DHAサプリメントは効果はないという報告より。

DHAに含まれるオメガ3脂肪酸は心血管系の健康を守ると広く信じられていますが、この考え方はアメリカ国立衛生研究所の研究所の報告によるとこの魚油サプリメントには心臓発作や心筋梗塞などの心血管系のリスクを低くするという考えには何も根拠はないという報告を多数の臨床研究サイドが上げています。

EPADHAが心血管系の疾患に効果的であるという報告の最初は、70年代にオランダの博士がグリーンランドのイヌイットの病歴を調べてみたら心臓血管系の症例が少ないというデータを基にして現地人の食するこの魚油に含まれる成分がその疾患に効果的ではないかと発表したのに端を発しているようです。

まずこの話の中のオランダの博士は医師ではないということから、実際に臨床現場での死因を確認していないようです。彼はイヌイットがいる地域の役所に登記されているデータをもとにその地域の死因情報を得てその結論に至っているようです。

通常死亡診断書は医者の診断込みで役所に届け出るのが通常のやり方ではあるが、グリーンランドのようなイヌイットの生息する地域では医者が少なくて、イヌイットの死因は医師でない人が役所に届け出ることが多いようです。

医師でないと判断がつきにくいのが心血管系の病気であることから、グリーンランドのイヌイットの生息する医師のいない役所に届けられる死亡診断書には心血管系疾患による死因は届けられにくいと考えられ

その結果イヌイットの死因として心血管疾患の病気は少なくなるというデータをもとにしたらどうしても、イヌイットの死因は心血管系疾患が少ない、その少ない死因を持つイヌイットが通常食してる魚の脂(DHAEPA)は心血管障害に効果的であるという論法が出来上がってしまうという話になるようです。

あともう一つ

1990年代にイタリアの研究機関で11グラムの魚油を摂取する患者と、ビタミンEを摂取する患者と比べると死亡率が低くなったという医学論文が発表されたので、これが本当ならすごい発見であるので、ウィスコン大学附属病院で12000人の被験者に対して1日1グラムの魚油を投与した結果、その効果は全くでなかったという結果が出たようです。

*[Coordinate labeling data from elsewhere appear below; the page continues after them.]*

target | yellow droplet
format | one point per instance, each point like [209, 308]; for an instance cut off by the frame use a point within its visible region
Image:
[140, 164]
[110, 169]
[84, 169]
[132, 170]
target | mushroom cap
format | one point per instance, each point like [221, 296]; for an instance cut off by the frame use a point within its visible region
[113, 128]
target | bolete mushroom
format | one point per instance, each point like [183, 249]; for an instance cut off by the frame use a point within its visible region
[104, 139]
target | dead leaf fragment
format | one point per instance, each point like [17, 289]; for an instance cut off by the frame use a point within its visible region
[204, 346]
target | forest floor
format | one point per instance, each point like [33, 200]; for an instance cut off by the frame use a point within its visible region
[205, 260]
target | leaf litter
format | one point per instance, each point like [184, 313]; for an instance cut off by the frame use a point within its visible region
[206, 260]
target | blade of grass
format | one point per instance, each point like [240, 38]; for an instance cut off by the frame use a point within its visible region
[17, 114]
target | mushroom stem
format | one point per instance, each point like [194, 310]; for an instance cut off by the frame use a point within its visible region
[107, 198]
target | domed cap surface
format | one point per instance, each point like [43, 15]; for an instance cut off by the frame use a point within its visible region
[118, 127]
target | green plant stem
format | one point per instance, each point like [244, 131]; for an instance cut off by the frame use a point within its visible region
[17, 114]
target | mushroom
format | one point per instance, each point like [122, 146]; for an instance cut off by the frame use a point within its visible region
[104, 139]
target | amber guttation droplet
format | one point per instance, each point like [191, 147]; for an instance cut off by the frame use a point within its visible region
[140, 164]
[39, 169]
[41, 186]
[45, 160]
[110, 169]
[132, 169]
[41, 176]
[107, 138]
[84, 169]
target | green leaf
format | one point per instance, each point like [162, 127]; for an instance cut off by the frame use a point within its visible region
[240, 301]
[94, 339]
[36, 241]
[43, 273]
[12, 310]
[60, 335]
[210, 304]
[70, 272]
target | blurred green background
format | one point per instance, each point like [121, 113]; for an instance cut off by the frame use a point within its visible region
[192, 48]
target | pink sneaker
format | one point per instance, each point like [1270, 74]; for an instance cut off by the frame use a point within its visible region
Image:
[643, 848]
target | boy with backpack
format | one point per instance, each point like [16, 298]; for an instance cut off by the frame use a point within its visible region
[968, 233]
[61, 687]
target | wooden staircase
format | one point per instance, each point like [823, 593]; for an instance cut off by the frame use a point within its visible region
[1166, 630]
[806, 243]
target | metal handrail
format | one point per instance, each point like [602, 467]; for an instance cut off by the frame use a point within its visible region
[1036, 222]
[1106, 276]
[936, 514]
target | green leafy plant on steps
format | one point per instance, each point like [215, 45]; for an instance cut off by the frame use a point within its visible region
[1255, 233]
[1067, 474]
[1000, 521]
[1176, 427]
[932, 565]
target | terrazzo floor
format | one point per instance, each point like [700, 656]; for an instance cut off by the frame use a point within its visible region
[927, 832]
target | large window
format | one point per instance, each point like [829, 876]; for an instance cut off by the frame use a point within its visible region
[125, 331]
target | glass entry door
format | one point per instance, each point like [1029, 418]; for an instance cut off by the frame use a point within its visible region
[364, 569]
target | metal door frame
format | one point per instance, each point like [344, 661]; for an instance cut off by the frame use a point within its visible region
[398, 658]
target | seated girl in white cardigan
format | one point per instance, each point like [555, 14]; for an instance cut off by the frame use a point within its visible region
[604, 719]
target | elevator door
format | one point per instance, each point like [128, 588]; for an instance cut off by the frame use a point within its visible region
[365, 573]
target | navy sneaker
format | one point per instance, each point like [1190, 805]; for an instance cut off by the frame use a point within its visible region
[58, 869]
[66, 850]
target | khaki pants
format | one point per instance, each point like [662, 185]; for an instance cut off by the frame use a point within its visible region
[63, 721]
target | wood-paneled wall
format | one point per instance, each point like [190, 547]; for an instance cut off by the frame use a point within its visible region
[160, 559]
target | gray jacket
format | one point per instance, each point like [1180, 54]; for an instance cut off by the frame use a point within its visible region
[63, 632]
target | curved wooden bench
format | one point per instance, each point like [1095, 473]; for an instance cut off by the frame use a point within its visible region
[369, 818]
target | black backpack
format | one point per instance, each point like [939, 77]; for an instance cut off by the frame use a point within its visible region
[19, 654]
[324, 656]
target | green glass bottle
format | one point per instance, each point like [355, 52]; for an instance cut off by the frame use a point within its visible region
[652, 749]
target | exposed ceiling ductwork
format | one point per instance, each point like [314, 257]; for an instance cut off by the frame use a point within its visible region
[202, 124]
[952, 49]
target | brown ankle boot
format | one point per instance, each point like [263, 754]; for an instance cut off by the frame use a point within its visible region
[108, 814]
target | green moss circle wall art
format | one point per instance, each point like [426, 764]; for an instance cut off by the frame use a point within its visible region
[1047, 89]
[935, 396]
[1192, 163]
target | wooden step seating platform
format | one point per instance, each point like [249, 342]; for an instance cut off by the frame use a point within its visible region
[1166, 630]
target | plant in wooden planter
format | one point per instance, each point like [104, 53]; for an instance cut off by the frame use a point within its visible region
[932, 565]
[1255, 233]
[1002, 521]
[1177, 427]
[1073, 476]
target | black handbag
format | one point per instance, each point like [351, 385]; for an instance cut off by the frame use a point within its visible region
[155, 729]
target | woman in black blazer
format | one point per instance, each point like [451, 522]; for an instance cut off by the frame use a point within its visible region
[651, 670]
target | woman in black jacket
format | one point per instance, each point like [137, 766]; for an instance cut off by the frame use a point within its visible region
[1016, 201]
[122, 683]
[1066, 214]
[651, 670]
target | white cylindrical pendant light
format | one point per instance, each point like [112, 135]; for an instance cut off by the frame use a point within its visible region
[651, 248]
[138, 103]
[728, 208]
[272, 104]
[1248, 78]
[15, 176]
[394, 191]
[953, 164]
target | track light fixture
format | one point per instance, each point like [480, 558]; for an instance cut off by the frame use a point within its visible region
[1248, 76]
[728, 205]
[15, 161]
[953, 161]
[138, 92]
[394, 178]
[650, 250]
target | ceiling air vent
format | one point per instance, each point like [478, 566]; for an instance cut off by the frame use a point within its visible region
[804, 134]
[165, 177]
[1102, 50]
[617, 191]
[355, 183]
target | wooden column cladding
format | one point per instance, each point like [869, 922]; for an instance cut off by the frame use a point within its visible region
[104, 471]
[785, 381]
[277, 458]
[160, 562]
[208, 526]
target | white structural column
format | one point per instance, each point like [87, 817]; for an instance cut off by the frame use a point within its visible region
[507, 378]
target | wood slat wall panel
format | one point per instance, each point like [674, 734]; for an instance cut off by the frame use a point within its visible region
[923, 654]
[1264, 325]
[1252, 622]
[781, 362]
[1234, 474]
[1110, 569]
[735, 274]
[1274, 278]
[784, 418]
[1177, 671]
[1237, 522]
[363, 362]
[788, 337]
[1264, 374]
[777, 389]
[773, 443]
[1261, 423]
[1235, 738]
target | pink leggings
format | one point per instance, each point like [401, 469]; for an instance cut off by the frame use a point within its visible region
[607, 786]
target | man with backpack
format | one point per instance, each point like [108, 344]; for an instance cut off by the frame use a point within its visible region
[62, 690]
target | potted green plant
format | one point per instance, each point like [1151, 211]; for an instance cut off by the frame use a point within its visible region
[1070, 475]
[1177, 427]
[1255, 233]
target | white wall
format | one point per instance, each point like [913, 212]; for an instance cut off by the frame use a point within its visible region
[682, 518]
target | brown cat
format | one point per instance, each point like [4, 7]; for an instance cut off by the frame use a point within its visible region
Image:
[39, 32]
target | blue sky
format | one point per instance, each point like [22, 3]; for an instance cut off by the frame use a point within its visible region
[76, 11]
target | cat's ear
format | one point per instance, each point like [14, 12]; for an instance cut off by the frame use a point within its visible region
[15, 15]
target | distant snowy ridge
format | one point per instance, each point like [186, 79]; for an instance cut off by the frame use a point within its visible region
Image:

2005年~2012年にかけて24以上の医学研究でオメガ3脂肪酸に対する研究がなされていますが、それに携わる22の医学研究論文ではそのような効果はないとされているようです。

残りの2論文は、プラセボ効果で魚油が心血管系に良い結果が出たのではないかという事を結論付けているようです。

実際イヌイットがいる地域に行ったことのある人の一部の証言では、イヌイットの食事は主にジャコウ牛の生肉とアザラシの生肉であったようです。生肉からは多くのビタミン群が得られるために、魚油の摂取をイヌイットの人々が頻繁に摂取していたかどうかも慎重に考えなくてはいけないと思います。

実際イヌイットの生活する環境は厳しと思われるので、その地方に生息する魚を摂取する機会は多いと考えられ増司、実際に体内の魚油レベルは多少は高いとのデータはありますが、それが心血管系の死因が少ないということに直接結びつくとも考えにくいようです。